CHRONIQUE DE MOGADOR : LA PELLETEUSE LITTÉRAIRE
Ami Bouganim

Un beau jour, la ville se réveilla avec une pelleteuse dans le mellah. C’était une belle et rutilante machine, comme seule les grandes entreprises de travaux publics et les compagnies internationales de construction peuvent s’en permettre. On n’avait jamais vu plus sophistiquée et élégante, même lorsqu’on avait construit les hôtels sur le front de mer et procédé aux travaux d’élargissement du port. Un bras dirigeable à trois membres, doués de senseurs, étrangement maniables à partir d’une cabine sur chenilles pivotant sur 360 degrés avec une rapidité et une souplesse étonnantes. On se demandait comment elle était arrivée là. Ce ne pouvait être par la porte de Doukkala – elle ne serait pas passée, ni par celle de Marrakech – elle aurait emporté les bâtisses sur son parcours. Se serait-elle introduite par la porte de la Marine, glissée sous celle du Mechouar, faufilée sous celle de la Ferblanterie, elle se serait immanquablement heurtée à celle du souk Nouveau. De quelque porte qu’elle se fût glissée, elle ne serait jamais arrivée au mellah. On parcourut le rivage pour voir si on ne l’avait pas débarquée sur une plage, mais il était toujours semé des rochers qui le rendaient inaccessible même à une barcasse. On en vint à postuler qu’on l’avait introduite en pièces détachées et montée sur place, à moins, bien sûr, qu’un hélicoptère, particulièrement puissant et silencieux – puisque personne n’avait rien vu ni entendu – ne l’eût déposée en secret. Cela relevait assurément des merveilles de Moulana, comme on en voyait tous les jours depuis qu’il avait doté chacun d’un portable qui livrait accès à autant de mosquées virtuelles qu’on le souhaitait.

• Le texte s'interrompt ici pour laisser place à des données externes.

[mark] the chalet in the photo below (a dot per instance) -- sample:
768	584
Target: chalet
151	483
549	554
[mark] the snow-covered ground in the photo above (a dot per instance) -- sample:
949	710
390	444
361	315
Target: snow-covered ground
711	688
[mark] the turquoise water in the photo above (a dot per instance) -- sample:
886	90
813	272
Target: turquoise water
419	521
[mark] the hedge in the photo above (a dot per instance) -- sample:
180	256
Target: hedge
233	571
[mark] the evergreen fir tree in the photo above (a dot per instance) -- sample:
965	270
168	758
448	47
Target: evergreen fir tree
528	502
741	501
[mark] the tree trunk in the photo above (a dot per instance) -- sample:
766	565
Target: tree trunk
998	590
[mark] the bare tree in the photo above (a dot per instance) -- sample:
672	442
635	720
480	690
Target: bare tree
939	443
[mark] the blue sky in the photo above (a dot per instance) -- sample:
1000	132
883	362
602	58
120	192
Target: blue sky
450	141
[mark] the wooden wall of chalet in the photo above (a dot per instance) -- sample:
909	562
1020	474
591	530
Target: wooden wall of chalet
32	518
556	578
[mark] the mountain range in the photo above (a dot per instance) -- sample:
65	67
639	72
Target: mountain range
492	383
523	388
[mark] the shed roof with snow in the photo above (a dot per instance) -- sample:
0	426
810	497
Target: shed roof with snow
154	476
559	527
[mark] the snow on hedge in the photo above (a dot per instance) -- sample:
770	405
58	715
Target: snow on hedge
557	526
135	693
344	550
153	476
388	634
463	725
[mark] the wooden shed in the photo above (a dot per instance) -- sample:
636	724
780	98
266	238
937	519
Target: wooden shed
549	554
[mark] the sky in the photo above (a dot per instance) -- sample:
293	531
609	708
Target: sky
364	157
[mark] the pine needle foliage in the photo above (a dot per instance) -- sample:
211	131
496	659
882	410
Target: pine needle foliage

On tenta bien sûr de soutirer des renseignements au conducteur, mais on découvrit qu’il était sourd et muet. Il n’entendait rien et c’était ce qui lui permettait de s’échiner sur sa machine des premières lueurs de l’aube aux dernières lueurs du soir. On lui soumit les questions par écrit, il ne savait pas plus écrire que lire. On recourut au service de Zineb, le seul Souiri à lire le braille et à s’exprimer en gestes. Le conducteur le regarda s’escrimer de ses doigts avec son silence, tour à tour amusé et médusé, et au bout de dix bonnes minutes l’interprète des ténèbres, des abîmes et des silences s’avoua vaincu :
« Il ne parle, dit-il, ni l’arabe ni le chleuh.
– Alors peut-être le flamand ?
– Pourquoi le flamand ?
– Parce que la pelleteuse est flamande.
– Pourquoi voulez-vous qu’un Flamand vienne retourner les gravats de la présence juive à Essaouira ? »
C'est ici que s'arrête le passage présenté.